Internet Sehat : Peretas telah memikat pengguna yang tidak curiga dengan pemutakhiran Windows 11 palsu yang dilengkapi dengan malware yang mencuri data browser dan dompet cryptocurrency.

Kampanye saat ini aktif dan bergantung pada hasil pencarian yang diracuni untuk mendorong situs web yang meniru halaman promosi Microsoft untuk Windows 11 untuk menawarkan pencuri informasi.

Microsoft menawarkan alat pemutakhiran bagi pengguna untuk memeriksa apakah mesin mereka mendukung sistem operasi (OS) terbaru dari perusahaan. Salah satu persyaratannya adalah dukungan untuk Trusted Platform Module (TPM) versi 2.0, yang hadir pada mesin yang tidak lebih dari empat tahun.

Peretas memangsa pengguna yang langsung menginstal Windows 11 tanpa menghabiskan waktu untuk mengetahui bahwa OS harus memenuhi spesifikasi tertentu. Situs web jahat yang menawarkan Windows 11 palsu masih aktif dan menampilkan logo resmi Microsoft, favicon, dan tombol Unduh Sekarang yang mengundang pengguna untuk mendowload.
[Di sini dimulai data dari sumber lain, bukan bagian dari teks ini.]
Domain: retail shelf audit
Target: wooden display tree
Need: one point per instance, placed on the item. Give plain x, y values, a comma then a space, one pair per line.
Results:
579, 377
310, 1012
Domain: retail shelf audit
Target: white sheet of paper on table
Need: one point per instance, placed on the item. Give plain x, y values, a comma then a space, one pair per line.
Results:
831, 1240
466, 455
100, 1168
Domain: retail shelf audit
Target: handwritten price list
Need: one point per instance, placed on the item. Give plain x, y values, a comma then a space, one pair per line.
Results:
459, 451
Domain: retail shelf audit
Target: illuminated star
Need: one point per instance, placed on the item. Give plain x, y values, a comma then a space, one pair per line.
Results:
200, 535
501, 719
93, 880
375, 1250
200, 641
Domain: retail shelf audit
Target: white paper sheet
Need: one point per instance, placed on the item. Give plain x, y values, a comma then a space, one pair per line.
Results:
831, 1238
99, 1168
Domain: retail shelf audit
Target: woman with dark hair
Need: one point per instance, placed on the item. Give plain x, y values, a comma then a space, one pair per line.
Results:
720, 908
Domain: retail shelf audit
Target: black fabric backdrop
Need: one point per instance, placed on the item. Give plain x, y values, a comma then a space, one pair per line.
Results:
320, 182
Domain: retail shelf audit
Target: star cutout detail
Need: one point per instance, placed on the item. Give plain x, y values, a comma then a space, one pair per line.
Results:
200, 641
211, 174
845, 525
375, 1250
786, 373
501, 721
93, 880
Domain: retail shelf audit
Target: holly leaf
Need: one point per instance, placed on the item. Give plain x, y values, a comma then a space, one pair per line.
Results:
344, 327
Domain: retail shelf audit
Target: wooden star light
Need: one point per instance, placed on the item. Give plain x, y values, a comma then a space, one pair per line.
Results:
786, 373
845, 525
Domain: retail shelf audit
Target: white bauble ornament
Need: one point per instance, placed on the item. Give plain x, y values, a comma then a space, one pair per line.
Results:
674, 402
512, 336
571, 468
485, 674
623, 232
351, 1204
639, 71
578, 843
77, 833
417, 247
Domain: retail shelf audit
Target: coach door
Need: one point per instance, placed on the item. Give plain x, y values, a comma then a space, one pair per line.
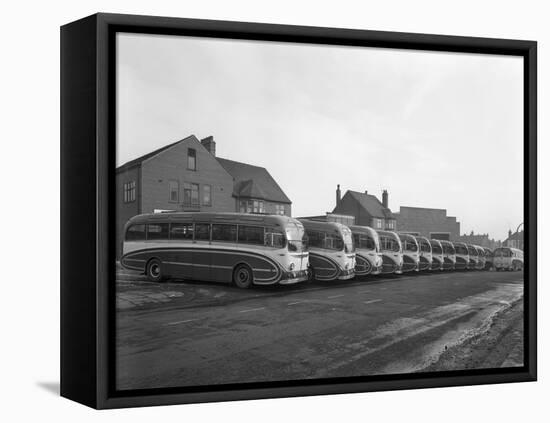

Jika pengunjung memuat situs web berbahaya melalui koneksi langsung karena unduhan tidak tersedia melalui TOR atau VPN, mereka akan mendapatkan file ISO yang melindungi file yang dapat dieksekusi untuk malware pencuri info baru.

Peneliti ancaman di CloudSEK telah menganalisis malware dan membagikan laporan teknis secara eksklusif dengan BleepingComputer. Menurut CloudSEK, pelaku ancaman di balik kampanye ini menggunakan malware baru yang diberi nama Inno Stealer karena menggunakan penginstal Windows Setup Inno.

Para peneliti mengatakan bahwa Inno Stealer tidak memiliki kesamaan kode dengan pencuri info komoditas lain yang saat ini beredar dan mereka belum menemukan bukti malware yang diunggah ke platform pemindaian Virus Total.